Organizations such as the Human Society of America and many others devote themselves to education and advocacy on behalf of animals who have no voice in how they are treated. These groups especially focus on those animals who are abused or neglected. Folks who decide to be vegetarians and vegans are part of the movement to show reverence for the animals with whom we share our existence on this planet. Even global warming studies claim that many species of animals are threatened with extinction, such as caribou, reindeer, penguins, polar bears, musk oxen, and cold water fish such as salmon who live in the Pacific Northwest.
There are, unfortunately, many more animals in the waters and on land who are reported to be threatened because of the way we live. Obviously there are big issues here that tie into the politics of our society which impact on so many levels the survival of animal life on our planet.
Who will be their advocates if not us?
If the prophets taught us to care for the most vulnerable of the human community, such as the poor, the widows and the orphans, then how much the more so are we obligated to pursue justice for the animal world.

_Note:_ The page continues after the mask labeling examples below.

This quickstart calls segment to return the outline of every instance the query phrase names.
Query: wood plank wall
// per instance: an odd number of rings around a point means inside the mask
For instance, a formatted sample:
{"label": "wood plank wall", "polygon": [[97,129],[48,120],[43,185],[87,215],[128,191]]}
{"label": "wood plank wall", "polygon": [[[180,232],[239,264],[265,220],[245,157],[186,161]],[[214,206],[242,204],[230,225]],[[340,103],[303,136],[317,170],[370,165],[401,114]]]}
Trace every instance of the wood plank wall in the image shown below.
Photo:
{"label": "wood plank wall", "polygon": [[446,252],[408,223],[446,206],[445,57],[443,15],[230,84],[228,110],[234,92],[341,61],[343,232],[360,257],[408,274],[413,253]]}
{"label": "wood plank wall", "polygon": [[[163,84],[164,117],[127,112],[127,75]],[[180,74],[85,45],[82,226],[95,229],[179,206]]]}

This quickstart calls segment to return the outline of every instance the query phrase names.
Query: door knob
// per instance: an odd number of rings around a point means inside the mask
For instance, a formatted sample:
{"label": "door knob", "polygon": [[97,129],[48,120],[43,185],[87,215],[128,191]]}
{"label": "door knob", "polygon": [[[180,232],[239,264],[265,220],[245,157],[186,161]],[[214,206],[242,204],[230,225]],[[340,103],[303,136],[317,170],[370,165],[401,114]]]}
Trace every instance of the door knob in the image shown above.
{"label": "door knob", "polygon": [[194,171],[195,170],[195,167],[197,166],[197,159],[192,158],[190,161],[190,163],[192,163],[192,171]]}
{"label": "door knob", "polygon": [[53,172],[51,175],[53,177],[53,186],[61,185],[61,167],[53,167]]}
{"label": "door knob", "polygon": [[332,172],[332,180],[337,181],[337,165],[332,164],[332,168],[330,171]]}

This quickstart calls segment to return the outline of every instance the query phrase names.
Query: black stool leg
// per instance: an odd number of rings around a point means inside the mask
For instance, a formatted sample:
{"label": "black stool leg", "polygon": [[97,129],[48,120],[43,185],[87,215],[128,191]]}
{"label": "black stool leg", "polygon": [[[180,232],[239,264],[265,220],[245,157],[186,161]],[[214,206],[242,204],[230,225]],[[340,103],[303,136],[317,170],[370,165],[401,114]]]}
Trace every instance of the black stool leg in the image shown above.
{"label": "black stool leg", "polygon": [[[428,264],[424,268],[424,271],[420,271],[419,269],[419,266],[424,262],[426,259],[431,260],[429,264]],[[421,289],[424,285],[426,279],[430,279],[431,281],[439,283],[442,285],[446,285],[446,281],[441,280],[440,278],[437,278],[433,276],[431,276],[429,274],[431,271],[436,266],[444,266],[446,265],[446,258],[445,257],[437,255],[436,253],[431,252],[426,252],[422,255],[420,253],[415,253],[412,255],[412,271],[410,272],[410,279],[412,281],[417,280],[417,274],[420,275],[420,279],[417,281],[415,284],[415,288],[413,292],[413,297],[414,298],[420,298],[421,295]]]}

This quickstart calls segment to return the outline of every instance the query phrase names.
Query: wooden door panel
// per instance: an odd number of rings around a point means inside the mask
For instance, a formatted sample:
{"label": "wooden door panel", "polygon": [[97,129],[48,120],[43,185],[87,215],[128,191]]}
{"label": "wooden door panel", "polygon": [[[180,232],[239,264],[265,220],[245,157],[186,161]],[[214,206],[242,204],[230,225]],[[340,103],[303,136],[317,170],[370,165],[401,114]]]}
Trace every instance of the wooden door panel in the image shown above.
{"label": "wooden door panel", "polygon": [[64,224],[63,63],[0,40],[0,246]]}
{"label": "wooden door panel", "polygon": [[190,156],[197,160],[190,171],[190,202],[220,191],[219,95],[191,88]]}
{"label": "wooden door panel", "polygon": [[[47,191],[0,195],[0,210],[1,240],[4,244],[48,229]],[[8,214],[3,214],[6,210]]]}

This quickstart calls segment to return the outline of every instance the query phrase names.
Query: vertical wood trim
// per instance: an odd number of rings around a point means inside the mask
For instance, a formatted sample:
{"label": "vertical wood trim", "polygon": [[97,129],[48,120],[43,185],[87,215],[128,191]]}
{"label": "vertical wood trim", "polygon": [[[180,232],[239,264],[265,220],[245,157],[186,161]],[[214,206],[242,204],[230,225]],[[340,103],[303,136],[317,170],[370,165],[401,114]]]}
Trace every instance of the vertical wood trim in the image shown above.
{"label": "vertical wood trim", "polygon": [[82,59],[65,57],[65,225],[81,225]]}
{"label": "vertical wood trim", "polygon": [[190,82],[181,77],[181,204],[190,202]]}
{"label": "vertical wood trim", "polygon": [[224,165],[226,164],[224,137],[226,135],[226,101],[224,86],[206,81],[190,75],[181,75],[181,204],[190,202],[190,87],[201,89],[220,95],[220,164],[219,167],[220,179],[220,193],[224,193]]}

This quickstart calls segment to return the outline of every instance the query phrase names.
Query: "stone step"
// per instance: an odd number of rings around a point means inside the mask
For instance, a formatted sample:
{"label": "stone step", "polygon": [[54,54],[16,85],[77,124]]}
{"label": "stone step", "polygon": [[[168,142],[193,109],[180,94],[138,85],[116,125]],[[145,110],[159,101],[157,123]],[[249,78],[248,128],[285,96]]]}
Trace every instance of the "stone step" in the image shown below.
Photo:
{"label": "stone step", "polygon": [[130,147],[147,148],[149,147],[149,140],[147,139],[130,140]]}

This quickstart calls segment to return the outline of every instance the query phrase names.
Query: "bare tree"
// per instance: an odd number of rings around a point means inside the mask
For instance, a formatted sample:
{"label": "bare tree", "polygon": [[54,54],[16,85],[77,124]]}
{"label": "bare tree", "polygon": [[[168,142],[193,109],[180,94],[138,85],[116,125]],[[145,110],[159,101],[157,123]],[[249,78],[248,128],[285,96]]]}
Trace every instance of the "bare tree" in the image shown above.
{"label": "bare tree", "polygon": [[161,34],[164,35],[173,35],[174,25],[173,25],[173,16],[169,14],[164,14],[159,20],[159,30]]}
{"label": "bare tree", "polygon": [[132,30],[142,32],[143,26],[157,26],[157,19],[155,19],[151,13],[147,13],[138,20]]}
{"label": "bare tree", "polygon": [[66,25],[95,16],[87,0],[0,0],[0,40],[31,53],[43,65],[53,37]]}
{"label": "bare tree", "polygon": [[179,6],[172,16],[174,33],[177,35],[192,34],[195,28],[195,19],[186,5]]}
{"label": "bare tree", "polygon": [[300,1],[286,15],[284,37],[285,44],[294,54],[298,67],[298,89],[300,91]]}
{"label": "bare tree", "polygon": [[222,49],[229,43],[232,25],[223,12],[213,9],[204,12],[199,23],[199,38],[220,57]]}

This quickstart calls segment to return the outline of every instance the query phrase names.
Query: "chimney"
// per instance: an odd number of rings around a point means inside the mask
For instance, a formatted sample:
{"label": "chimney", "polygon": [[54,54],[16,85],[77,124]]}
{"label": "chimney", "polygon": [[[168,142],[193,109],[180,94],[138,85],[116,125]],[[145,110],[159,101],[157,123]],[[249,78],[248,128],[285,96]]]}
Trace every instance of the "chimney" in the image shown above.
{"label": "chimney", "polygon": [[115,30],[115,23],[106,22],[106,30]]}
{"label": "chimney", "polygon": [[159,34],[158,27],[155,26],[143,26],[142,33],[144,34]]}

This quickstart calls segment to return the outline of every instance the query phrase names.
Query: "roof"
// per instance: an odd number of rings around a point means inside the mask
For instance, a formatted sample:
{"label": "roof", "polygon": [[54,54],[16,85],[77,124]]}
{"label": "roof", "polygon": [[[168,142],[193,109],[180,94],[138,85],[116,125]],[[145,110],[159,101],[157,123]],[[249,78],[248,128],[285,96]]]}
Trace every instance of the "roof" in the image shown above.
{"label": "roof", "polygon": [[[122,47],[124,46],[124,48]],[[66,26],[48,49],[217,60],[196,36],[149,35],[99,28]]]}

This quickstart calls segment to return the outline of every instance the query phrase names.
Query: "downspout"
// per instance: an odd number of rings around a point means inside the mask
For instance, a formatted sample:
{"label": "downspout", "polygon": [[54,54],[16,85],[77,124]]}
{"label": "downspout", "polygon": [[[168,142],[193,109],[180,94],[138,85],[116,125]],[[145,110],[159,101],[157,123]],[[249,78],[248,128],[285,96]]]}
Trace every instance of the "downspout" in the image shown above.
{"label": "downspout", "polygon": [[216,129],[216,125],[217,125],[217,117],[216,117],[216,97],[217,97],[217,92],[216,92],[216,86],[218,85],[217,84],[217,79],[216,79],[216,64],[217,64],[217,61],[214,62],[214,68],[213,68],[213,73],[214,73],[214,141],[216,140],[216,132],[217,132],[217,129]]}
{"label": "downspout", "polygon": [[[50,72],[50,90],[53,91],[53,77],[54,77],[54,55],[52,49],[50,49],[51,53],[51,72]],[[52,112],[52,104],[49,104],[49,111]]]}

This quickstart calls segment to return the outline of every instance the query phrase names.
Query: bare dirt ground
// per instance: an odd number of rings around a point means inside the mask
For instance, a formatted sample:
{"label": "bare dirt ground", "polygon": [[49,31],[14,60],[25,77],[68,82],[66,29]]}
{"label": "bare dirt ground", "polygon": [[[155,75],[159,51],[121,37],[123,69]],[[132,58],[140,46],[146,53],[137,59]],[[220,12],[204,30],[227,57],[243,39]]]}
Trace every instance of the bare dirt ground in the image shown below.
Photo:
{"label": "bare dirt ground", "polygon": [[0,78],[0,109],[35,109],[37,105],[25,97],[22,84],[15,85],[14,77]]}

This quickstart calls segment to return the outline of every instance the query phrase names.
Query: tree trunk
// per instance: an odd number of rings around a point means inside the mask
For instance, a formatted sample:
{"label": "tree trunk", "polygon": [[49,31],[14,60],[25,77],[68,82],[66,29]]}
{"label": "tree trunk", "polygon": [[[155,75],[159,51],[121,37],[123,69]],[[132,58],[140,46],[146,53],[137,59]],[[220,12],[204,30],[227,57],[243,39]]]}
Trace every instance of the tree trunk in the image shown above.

Whether the animals are our “pet children,” work animals or animals in the wild, they have a right to life.
Don’t we, on the other hand, have a moral duty to report injustice against them and to treat animal life with respect?
Mahatma Ghandi, the great revered leader of India, is reported to have said, “The greatness of a nation can be judged by the way its animals are treated.”
Once again we learn that making a nation great is not just about its economic or technological prowess but also about its compassion for its citizens and for animal life, too.